Foto di persone uccise, nel Memoriale del genocidio di Kigali, in Ruanda (AP Photo/Ben Curtis, File)
Foto di persone uccise, nel Memoriale del genocidio di Kigali, in Ruanda (AP Photo/Ben Curtis, File)

In Ohio, negli Stati Uniti, un uomo ruandese è stato arrestato e accusato di aver mentito durante una testimonianza in tribunale per nascondere il proprio coinvolgimento nel genocidio in Ruanda, avvenuto nel paese dell’Africa orientale nel 1994. Nel 2019 l’uomo arrestato, Eric Tabaro Nshimiye, aveva testimoniato nel processo contro Jean Leonard Teganya, che era stato poi condannato per aver partecipato al genocidio. Secondo le autorità statunitensi Nshimiye aveva dato una testimonianza falsa per nascondere i suoi crimini, che includerebbero l’uccisione di persone con mazze chiodate e machete.

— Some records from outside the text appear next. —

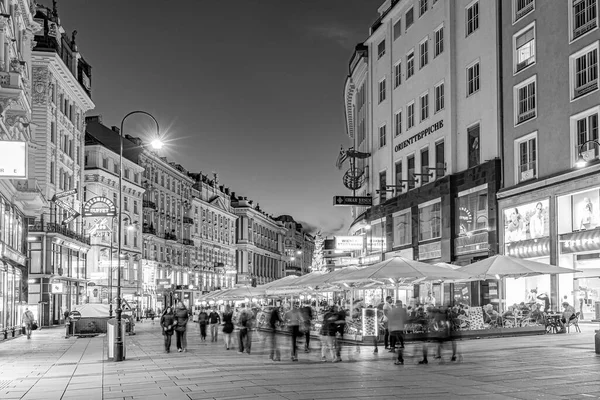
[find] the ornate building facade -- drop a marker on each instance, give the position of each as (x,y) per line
(20,198)
(61,96)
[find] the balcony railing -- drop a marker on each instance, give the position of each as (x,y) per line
(149,204)
(52,227)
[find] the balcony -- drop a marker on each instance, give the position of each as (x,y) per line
(170,236)
(148,230)
(30,194)
(52,227)
(187,242)
(149,204)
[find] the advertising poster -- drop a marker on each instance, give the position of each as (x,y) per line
(585,210)
(527,221)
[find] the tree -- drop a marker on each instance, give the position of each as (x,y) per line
(318,262)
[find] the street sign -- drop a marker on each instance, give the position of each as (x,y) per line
(352,201)
(75,315)
(64,194)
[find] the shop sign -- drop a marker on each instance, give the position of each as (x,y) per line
(527,221)
(58,288)
(529,248)
(100,206)
(13,159)
(349,243)
(580,241)
(415,138)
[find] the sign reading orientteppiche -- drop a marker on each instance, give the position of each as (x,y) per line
(352,201)
(99,207)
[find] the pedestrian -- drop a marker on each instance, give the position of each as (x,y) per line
(202,320)
(28,322)
(306,325)
(243,321)
(397,318)
(227,325)
(167,322)
(327,333)
(292,318)
(181,318)
(214,319)
(274,319)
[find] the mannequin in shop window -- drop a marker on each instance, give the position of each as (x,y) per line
(587,220)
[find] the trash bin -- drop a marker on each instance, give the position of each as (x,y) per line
(111,335)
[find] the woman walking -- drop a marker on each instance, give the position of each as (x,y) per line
(167,322)
(227,325)
(181,318)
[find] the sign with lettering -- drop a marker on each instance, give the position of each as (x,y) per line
(99,207)
(13,159)
(352,201)
(415,138)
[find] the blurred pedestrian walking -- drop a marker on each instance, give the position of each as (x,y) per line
(167,322)
(181,318)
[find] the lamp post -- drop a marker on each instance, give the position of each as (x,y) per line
(157,144)
(583,160)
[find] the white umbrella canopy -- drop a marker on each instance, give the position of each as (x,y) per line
(510,267)
(399,269)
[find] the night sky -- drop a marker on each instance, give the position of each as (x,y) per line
(250,89)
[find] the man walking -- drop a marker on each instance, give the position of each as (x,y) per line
(214,320)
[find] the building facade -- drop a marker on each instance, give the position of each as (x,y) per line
(101,182)
(299,247)
(260,251)
(20,195)
(421,99)
(61,95)
(549,207)
(213,234)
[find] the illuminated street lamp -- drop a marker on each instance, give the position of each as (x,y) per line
(118,355)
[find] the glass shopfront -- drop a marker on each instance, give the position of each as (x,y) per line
(527,236)
(579,248)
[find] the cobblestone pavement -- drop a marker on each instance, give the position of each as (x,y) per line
(535,367)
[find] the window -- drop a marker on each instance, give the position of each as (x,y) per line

Nshimiye vive negli Stati Uniti da quasi 30 anni: era andato in Kenya dopo aver lasciato il Ruanda nel 1994. Lì secondo le accuse contro di lui avrebbe mentito a dei funzionari statunitensi per ottenere lo status di rifugiato, pur non avendone diritto, e trasferirsi negli Stati Uniti, dove arrivò nel 1995.

Il genocidio del Ruanda si consumò nel giro di 100 giorni nel 1994: gruppi armati di etnia hutu, quella più numerosa, compirono massacri sanguinosi e indiscriminati nei confronti della minoranza dei tutsi, ma anche contro oppositori politici e hutu “moderati”. Si stima che dal 7 aprile alla metà di luglio del 1994 furono uccise almeno 800mila persone; ci furono anche decine di migliaia di stupri e di bambini arruolati come soldati. La ricerca dei colpevoli è stata particolarmente lunga e in alcuni casi è ancora in corso.